Next Word Prediction

Avnish
20-04-2020

A text prediction app to predict the next word following a phrase of input text
Prediction model uses n-grams( 2-, 3- and 4-grams) developed from training data
The application is hosted on shinyapps.io at: https://avnishsingh.shinyapps.io/NextWordPrediction/
To use - type in an incomplete phrase of text and press the Predict button
next three possible word which will follow will show up on the screen

The prediction model uses 4-grams, 3-grams and 2-grams tokenized from cleaned training data
The Maximum Likelihood Estimate (MLE) of the next probable word following the input phrase is calculated using back off of occurrences of the matching n-gram phrases in the training data
Interpolation of the MLEs for matching 4-grams (if any), 3-grams (if any) and 2-grams (if any) is used -If no match n-grams found then it will output “it”
In case no matching n-grams exist, the model simply predicts the 3 most common words which will follow if there aren't 3 words then it will replace it with NA.

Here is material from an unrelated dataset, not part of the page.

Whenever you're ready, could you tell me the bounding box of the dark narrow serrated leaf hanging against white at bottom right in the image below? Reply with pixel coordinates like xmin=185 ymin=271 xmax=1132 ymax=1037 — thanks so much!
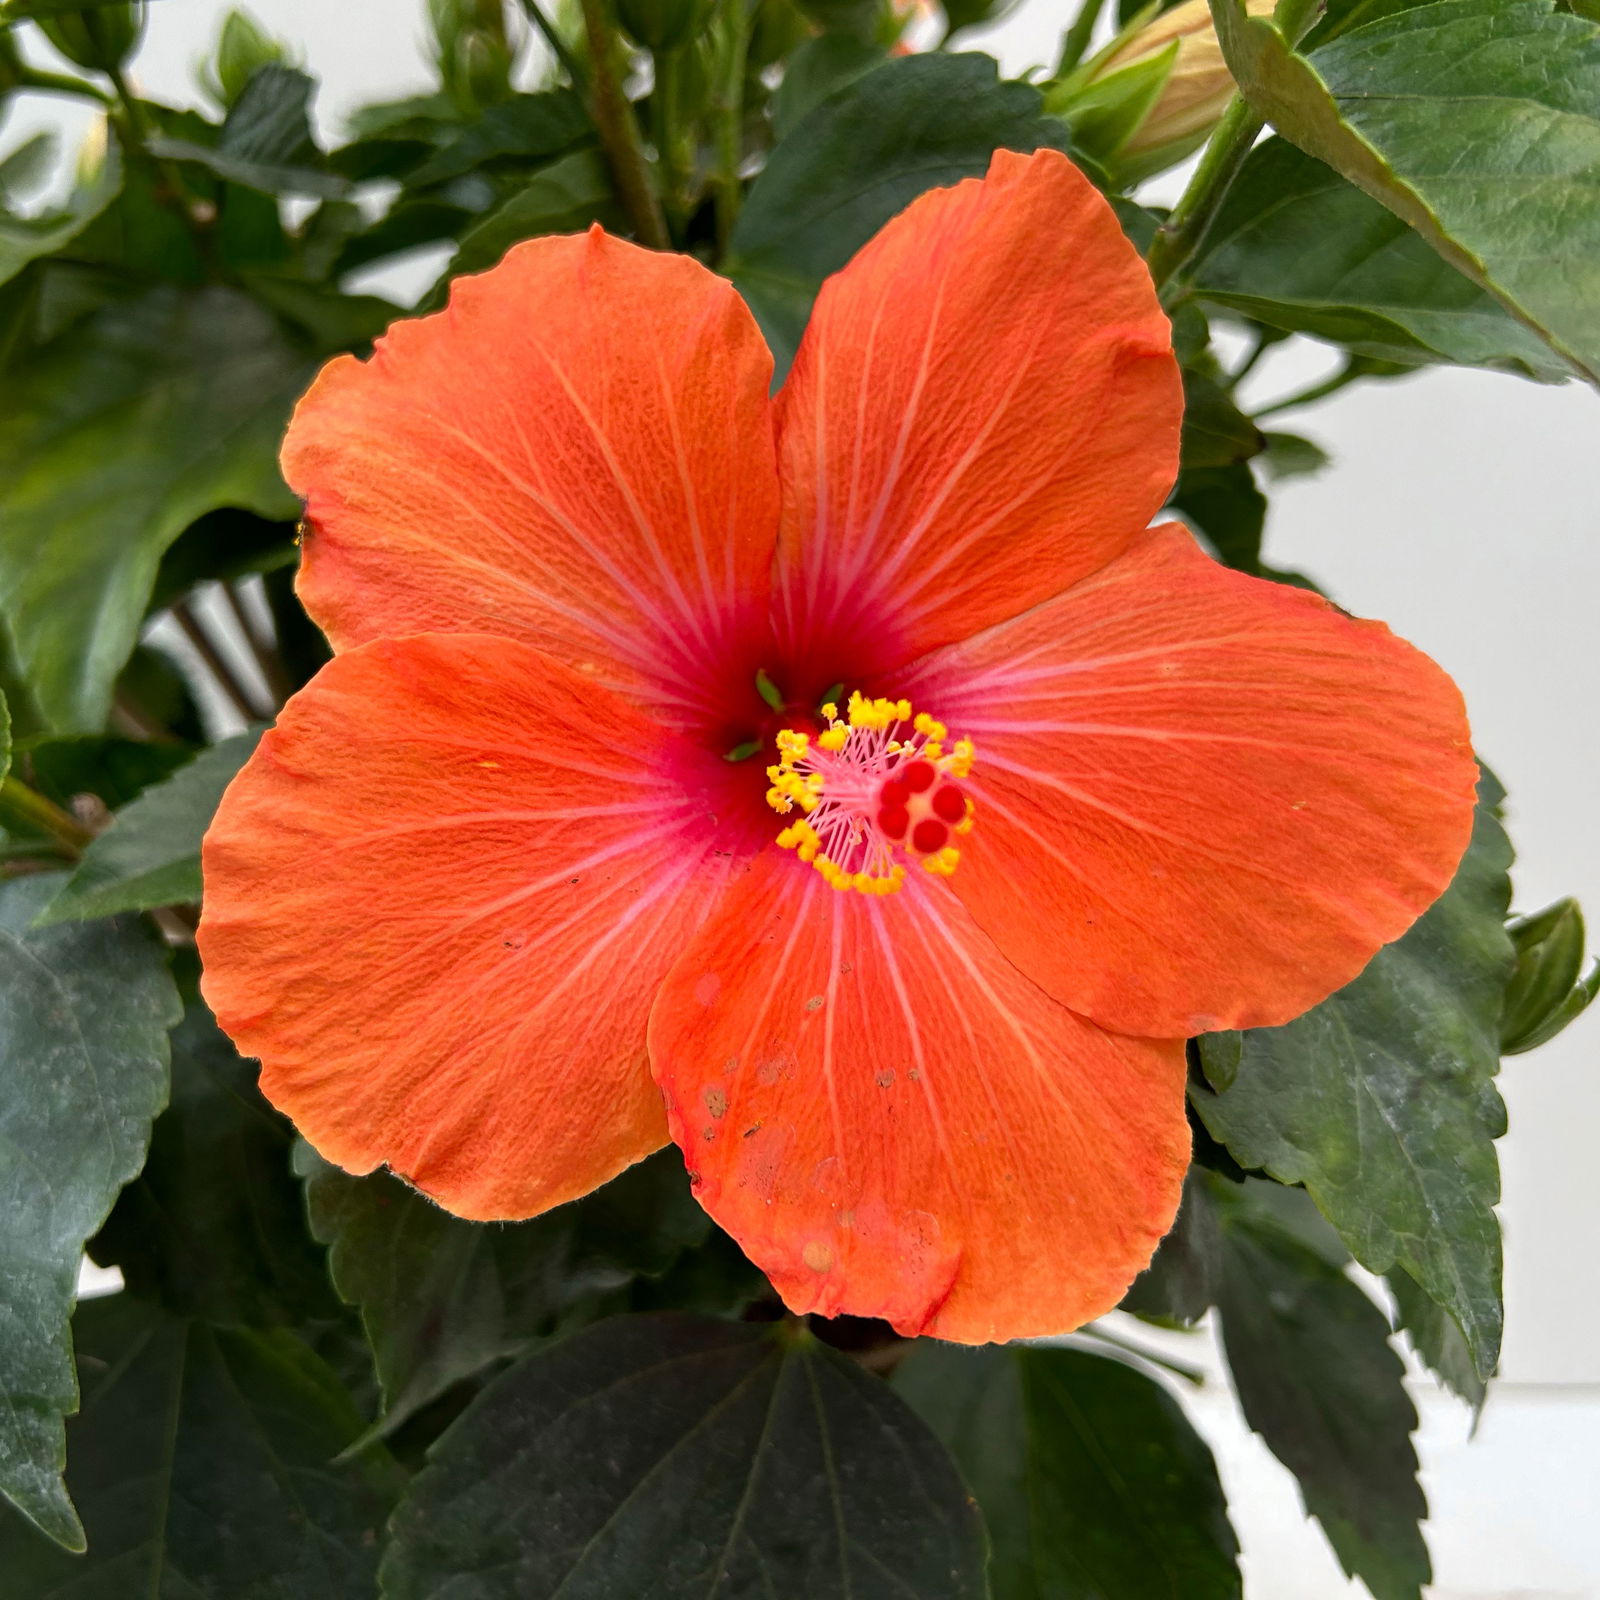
xmin=1205 ymin=1176 xmax=1430 ymax=1600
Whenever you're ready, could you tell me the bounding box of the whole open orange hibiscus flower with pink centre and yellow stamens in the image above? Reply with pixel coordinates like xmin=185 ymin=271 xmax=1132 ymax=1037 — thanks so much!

Only the final/en_US data files with blog, news and twitter data were used
5% random sample of lines from each of the blogs, news and twitter data files was taken (to ensure similar coverage of all genres) and combined
Preprocessing included cleaning text - lower case, removed numbers, various special characters and punctuation.
To reduce memory usage, 3- and 4- grams occurring only once, 2-grams occurring less than 3 times were omitted.